I'm going to try to dig further to see what (in these cache keys) is causing a miss.

colinmollenhour commented 2 months ago

Thanks for the info, @damienwebdev

That's the save() command for the 'SYSTEM' key. Are all the updates referencing the '40d_SYSTEM' value in the same position or is that value not repeated at all or rarely?

The Magento config (which consists of many sections/scopes each with their own key) should be treated as basically immutable, there should be absolutely no code that is changing it directly; only a user-triggered config update or new code deployment should touch the config. I've seen extensions that do very naughty things like using the config to store state data for frequently updated state like after a cron job runs - this is what core/flag is good for (in M1, not sure what the M2 equivalent is called). Also, it is bad to use "Flush" on a busy site as it is possible to cause a "stampede" of updates (this was fixed thoroughly in OpenMage, not sure about other variants). It's even worse when there is a config flush buried in an extension somewhere..

If users are updating the config frequently, it is true that it is not a well-optimized scenario as Magento re-saves the entire config even if only a single value is changed so this too should be avoided. E.g. perhaps some config data should instead live in separate tables and not the config. This really applies to any backend, but the Redis lua mode does sacrifice some save performance for stability - without it there is some possibility for race conditions since it requires multiple updates. In general, the assumption is that saves are rare and reads are not, so if saves are not rare, then lua mode will not be a good candidate.

If the core uses a pattern that needlessly causes lots of config updates, then I'd argue that should be fixed first.

Also, I've never checked this in M2 but in OpenMage the config uses an infinite lifetime to prevent the config from being evicted - only an intentional act should clear the config. Lastly, the "allkeys-random" eviction policy should definitely not be used.

However, as I've looked back on this, the current lua implementation does everything in one call but since it involves extra encoding/decoding steps and the config data can be quite large for some stores, it may make sense to split it into two calls: one that saves the key data (the first hmset) and then the evalsha to update all of the tags. I think only an implementation comparing benchmarks can answer that.. I'm not planning on tackling this at the moment, just to be clear.

damienwebdev commented 2 months ago

@colinmollenhour after digging into this further, it appears my issue is caused by missing the retry_reads_on_master and then triggering a cache clear. Even on a site with absolutely no volume, I was able to see this behavior on a system with 1 master and 9 replicas simply by loading pages in the Magento admin.
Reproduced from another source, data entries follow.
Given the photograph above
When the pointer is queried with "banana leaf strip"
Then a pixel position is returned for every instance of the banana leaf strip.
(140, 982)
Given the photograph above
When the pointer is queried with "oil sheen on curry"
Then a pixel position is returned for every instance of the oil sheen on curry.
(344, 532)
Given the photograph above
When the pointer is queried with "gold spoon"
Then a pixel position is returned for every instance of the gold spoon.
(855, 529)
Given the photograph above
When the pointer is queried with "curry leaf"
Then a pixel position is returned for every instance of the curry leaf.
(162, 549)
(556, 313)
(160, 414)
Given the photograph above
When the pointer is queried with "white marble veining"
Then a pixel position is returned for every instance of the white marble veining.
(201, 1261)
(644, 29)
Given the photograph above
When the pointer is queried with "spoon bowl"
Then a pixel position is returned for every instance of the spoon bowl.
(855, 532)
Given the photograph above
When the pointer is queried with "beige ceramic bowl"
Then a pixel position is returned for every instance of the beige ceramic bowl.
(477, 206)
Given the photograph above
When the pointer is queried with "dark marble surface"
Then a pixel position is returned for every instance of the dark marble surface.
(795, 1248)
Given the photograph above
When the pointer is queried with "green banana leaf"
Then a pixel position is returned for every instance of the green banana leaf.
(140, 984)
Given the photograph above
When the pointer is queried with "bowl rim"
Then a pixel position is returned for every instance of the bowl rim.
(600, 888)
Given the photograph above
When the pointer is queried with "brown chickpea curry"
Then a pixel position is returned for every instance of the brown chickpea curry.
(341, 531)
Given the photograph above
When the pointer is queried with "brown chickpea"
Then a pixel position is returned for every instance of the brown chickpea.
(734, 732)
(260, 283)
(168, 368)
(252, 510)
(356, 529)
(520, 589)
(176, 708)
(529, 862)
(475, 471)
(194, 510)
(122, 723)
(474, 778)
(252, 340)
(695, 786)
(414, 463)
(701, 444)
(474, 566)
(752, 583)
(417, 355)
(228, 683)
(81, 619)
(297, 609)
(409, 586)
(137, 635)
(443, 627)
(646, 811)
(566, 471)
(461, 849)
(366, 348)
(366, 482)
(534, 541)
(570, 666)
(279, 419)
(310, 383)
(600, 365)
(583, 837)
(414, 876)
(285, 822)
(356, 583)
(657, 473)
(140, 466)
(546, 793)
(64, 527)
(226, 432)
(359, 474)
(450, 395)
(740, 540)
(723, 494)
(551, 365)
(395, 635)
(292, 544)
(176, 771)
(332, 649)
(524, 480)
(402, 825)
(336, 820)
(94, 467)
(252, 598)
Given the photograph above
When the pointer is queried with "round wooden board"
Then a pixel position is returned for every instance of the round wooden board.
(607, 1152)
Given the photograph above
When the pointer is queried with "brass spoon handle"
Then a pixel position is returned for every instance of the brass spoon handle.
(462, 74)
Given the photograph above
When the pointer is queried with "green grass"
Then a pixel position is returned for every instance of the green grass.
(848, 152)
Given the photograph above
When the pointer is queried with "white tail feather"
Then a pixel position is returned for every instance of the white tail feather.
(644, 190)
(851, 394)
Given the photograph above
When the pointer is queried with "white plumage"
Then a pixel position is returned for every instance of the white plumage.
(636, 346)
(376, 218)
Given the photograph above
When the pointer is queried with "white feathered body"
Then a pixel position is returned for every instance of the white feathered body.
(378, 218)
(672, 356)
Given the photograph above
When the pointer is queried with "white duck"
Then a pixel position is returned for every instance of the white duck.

Once I added that config, my specific issue resolved. Apologies for the noise.

colinmollenhour commented 2 months ago

Ahh, that will do it, sounds like the replication latency caused a cache saving stampede. OpenMage fixed this in https://github.com/OpenMage/magento-lts/pull/3533/files even without retry_reads_on_master by using MySQL's GET_LOCK. I'm not sure what the M2 implementation is doing.

I tested the idea of moving the hmset that does the main data save outside of the lua script (see https://github.com/colinmollenhour/Cm_Cache_Backend_Redis/tree/lua-save-performance) and it's surprisingly quite a bit slower so I don't think it's a good improvement even though it would potentially reduce blocking time.. So as of now I don't know of any way to improve either lua or non-lua modes.